Learning; I Feel Everything

Ever since taking FDS’s Future Skills PD last spring (thanks @lmcbeth for the lasting ideas), I’ve been caught on this idea of who I design for. Who is my user? What am I creating and who needs it? I’ve been working more at thinking like my students, trying hard to figure out how they see what I present. I think most of my teaching career has been spent trying to explain to students what I meant the first time. I know I need a different approach.

On Saturday, during my first Cohort21 Face-2-Face, I started to think about myself as the user. How was I interacting with the program? What facets were easy for me to use, which components were challenging, and most importantly – how was I learning? I realised early on that I already knew how to do most of the physical stuff (tweets, blog set up etc) and that made me feel pretty comfortable.  It got me wondering about my students – how much of what I do in the classroom feels good for them because they already know how to do it? I feel successful when they follow direction but is it really my instruction that leads them there or is it the reality that maybe they already knew what to do?

I started to focus on what was hard about Saturday. Choosing a movie with others was hard. For real. I do not like The Holy Grail. Spent most of my teens and 20’s actively avoiding it. I found it hard to hold back my Holy Grail venom in the face of new and lovely colleagues. I was judgmental, I was irritated. I was ELATED when our group finally shifted towards Shawshank Redemption.

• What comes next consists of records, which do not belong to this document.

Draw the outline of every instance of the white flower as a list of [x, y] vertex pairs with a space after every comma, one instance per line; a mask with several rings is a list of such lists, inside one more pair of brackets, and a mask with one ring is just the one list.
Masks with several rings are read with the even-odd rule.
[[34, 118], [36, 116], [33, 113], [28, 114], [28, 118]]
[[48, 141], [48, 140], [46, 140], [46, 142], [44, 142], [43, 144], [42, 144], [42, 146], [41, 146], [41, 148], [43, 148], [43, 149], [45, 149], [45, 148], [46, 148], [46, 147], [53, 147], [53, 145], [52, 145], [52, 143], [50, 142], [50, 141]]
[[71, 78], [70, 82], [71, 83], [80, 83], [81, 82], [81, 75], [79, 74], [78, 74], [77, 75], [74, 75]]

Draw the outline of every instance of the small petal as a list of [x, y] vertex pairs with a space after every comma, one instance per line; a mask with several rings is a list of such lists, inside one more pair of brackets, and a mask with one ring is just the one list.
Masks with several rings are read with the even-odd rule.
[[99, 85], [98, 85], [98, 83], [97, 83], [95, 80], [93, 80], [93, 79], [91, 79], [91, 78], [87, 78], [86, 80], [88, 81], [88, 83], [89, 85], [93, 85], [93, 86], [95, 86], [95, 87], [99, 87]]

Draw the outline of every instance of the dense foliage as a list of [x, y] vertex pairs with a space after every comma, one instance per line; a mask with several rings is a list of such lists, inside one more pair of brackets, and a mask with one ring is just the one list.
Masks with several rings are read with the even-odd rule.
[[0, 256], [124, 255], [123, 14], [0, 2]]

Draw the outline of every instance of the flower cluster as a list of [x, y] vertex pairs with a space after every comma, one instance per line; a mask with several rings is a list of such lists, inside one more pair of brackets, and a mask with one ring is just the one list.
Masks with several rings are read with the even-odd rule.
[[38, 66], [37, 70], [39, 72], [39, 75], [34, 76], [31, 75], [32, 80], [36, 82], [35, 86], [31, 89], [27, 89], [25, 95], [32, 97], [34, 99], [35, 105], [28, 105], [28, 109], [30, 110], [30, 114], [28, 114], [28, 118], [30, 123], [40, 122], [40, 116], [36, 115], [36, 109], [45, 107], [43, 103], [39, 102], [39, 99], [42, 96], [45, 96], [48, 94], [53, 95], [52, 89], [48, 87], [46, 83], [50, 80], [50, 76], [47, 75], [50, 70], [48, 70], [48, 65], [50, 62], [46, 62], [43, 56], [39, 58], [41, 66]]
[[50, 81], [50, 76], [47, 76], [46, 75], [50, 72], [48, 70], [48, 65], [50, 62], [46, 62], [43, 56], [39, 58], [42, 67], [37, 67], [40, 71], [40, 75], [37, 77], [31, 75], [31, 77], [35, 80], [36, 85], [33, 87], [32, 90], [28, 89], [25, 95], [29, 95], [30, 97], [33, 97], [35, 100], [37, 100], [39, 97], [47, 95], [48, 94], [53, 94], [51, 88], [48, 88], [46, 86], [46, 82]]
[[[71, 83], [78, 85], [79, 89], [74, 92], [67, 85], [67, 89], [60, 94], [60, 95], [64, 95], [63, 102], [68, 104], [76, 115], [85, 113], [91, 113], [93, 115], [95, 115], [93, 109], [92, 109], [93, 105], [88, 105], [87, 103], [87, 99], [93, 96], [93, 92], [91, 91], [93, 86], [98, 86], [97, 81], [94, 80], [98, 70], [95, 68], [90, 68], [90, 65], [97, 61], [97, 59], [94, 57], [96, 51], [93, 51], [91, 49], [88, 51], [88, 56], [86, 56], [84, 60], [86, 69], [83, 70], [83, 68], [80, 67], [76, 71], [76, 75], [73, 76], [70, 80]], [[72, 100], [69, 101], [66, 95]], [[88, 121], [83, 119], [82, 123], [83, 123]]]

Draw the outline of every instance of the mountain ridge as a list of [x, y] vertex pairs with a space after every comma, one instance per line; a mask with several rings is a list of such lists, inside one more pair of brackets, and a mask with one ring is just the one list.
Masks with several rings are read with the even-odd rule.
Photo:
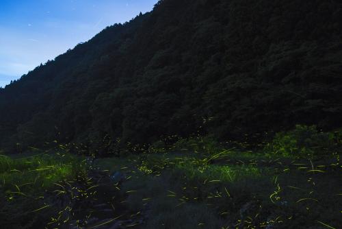
[[160, 1], [0, 89], [0, 147], [340, 128], [341, 12], [332, 0]]

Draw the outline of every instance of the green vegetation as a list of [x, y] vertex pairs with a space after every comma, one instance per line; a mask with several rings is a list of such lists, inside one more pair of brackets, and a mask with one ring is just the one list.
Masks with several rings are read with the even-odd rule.
[[[66, 191], [58, 188], [84, 176], [86, 168], [81, 160], [51, 152], [16, 158], [0, 155], [1, 227], [43, 228], [51, 217], [60, 216], [64, 209], [58, 205]], [[60, 220], [53, 219], [51, 226]]]
[[159, 1], [0, 88], [1, 228], [337, 229], [341, 7]]
[[[338, 0], [163, 0], [0, 89], [0, 147], [341, 127]], [[244, 140], [242, 140], [244, 139]], [[304, 154], [306, 154], [304, 152]]]
[[68, 146], [1, 156], [0, 219], [6, 228], [338, 228], [341, 144], [339, 132], [298, 125], [252, 151], [196, 136], [88, 165]]
[[340, 138], [339, 132], [318, 132], [315, 125], [297, 125], [292, 131], [276, 134], [265, 150], [287, 157], [329, 156], [341, 150]]

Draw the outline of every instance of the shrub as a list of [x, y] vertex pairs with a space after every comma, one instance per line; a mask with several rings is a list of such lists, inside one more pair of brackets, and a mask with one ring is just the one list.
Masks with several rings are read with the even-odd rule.
[[293, 130], [277, 133], [265, 149], [285, 156], [314, 157], [332, 152], [336, 147], [334, 134], [319, 132], [315, 125], [297, 125]]

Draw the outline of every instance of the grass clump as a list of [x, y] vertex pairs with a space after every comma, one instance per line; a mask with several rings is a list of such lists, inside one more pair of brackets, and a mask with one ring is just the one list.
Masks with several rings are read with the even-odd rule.
[[83, 159], [66, 154], [1, 156], [1, 226], [9, 229], [43, 228], [51, 219], [57, 222], [57, 217], [54, 216], [66, 208], [62, 200], [67, 200], [66, 190], [60, 187], [84, 176]]

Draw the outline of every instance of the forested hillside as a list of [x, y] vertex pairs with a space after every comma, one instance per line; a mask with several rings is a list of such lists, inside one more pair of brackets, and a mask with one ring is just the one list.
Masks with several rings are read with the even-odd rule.
[[0, 89], [0, 148], [341, 128], [341, 22], [338, 0], [160, 1]]

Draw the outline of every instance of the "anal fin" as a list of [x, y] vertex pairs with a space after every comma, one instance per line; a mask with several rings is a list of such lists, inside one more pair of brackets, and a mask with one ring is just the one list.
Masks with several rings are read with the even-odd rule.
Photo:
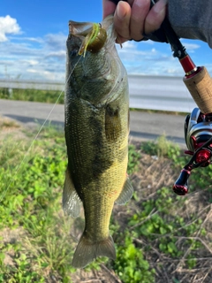
[[131, 184], [129, 178], [126, 178], [121, 194], [116, 200], [117, 204], [125, 204], [127, 201], [129, 201], [133, 194], [133, 187]]
[[66, 169], [63, 192], [63, 210], [65, 214], [76, 218], [80, 213], [81, 201], [75, 190], [69, 169]]

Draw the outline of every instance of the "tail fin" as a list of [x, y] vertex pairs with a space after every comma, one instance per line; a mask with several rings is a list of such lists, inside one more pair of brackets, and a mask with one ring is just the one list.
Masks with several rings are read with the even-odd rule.
[[97, 256], [116, 259], [116, 249], [112, 237], [110, 235], [108, 239], [102, 241], [91, 242], [83, 233], [73, 255], [72, 266], [83, 268]]

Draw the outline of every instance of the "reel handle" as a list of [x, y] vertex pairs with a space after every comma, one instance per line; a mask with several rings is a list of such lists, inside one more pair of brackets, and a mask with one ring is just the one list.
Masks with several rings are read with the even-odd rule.
[[179, 195], [185, 195], [187, 194], [188, 192], [188, 178], [191, 174], [191, 172], [186, 170], [186, 169], [183, 169], [180, 172], [180, 174], [178, 178], [178, 180], [176, 180], [176, 182], [173, 185], [173, 191]]

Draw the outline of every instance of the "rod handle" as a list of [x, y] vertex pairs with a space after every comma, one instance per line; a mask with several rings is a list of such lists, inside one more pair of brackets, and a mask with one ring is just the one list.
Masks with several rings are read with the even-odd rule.
[[212, 79], [207, 69], [198, 67], [195, 73], [184, 77], [184, 83], [201, 111], [212, 113]]

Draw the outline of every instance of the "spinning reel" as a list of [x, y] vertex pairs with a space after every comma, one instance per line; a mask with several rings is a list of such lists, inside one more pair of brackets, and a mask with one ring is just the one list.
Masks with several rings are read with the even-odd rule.
[[191, 171], [197, 167], [210, 164], [212, 157], [212, 113], [203, 114], [199, 108], [194, 108], [191, 115], [187, 115], [184, 126], [185, 141], [191, 155], [190, 161], [181, 170], [173, 190], [179, 195], [188, 192], [188, 178]]

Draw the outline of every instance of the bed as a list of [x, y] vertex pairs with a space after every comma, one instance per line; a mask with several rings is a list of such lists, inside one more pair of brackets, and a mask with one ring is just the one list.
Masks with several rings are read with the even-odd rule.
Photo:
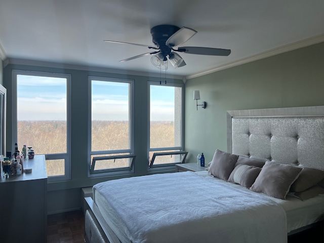
[[86, 242], [285, 242], [322, 221], [324, 106], [227, 116], [208, 171], [95, 185]]

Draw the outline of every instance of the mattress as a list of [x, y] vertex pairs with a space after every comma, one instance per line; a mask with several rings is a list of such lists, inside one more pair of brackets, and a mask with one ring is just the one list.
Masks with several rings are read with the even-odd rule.
[[260, 193], [192, 172], [139, 177], [94, 187], [95, 203], [122, 242], [287, 242], [285, 211]]
[[[231, 187], [239, 190], [250, 191], [240, 185], [226, 182], [222, 180], [212, 177], [208, 175], [207, 171], [201, 171], [196, 172], [196, 173], [211, 180], [219, 181], [219, 183], [229, 185]], [[290, 196], [289, 194], [287, 195], [286, 200], [272, 197], [266, 195], [263, 195], [275, 201], [285, 210], [287, 218], [288, 233], [323, 219], [324, 194], [319, 194], [317, 196], [304, 201]]]

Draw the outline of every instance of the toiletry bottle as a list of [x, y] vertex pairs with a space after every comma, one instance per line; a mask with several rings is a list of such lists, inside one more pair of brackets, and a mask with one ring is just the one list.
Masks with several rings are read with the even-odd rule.
[[201, 153], [201, 157], [200, 158], [200, 166], [205, 167], [205, 156], [204, 153]]
[[22, 147], [22, 153], [23, 153], [24, 158], [27, 158], [27, 149], [26, 149], [26, 145], [24, 145], [24, 146]]
[[21, 167], [21, 164], [17, 162], [17, 159], [15, 159], [15, 161], [17, 163], [17, 175], [19, 176], [21, 175], [22, 173], [22, 169]]
[[20, 165], [21, 165], [21, 173], [22, 174], [22, 173], [24, 173], [24, 160], [23, 160], [23, 159], [22, 159], [21, 156], [20, 155], [17, 156], [16, 158], [17, 159], [17, 165], [18, 166], [18, 164], [20, 164]]
[[17, 159], [11, 160], [11, 170], [10, 170], [10, 175], [16, 175], [17, 174]]
[[197, 164], [198, 165], [200, 165], [200, 158], [201, 157], [201, 156], [200, 155], [200, 153], [198, 154], [198, 156], [197, 156]]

I was overwhelmed by how much I felt. All day, I noticed my own contained but decidedly emotional reactions to the state of learning. Everything had some shade of emotion attached to it.

Is this why Bitmojis are so effective? Because they convey emotion?

I feel nothing

2 thoughts on “Learning; I Feel Everything

  1. @echellew I think you nail it. Communication, Learning, Connecting is ALL relational and emotional. We learn best when we FEEL the most. I think bitmoji’s bring emotion back the email conversation and let you know there is a human on the other end. So often words are misinterpreted, tone missed or presumed and sometimes we just read it all wrong. A well placed bitmoji can diffuse almost any email. It probably why I almost never send an email without one 🙂

    @gnichols @ckirsh @ddoucet @lmcbeth

  2. Thanks for this Erica – I surfaced this during the “Favorite Movie” exercise, asking our participants to reflect on how attached they were to their own selection and that if you were attached, think of how students might be attached to preconceived understandings and how hard it might be to let some of that go. Your reflection points to the hard moments of empathizing with your students so that their education doesn’t happen “to” them, but ‘with’ them!

    Love that your here with us this year!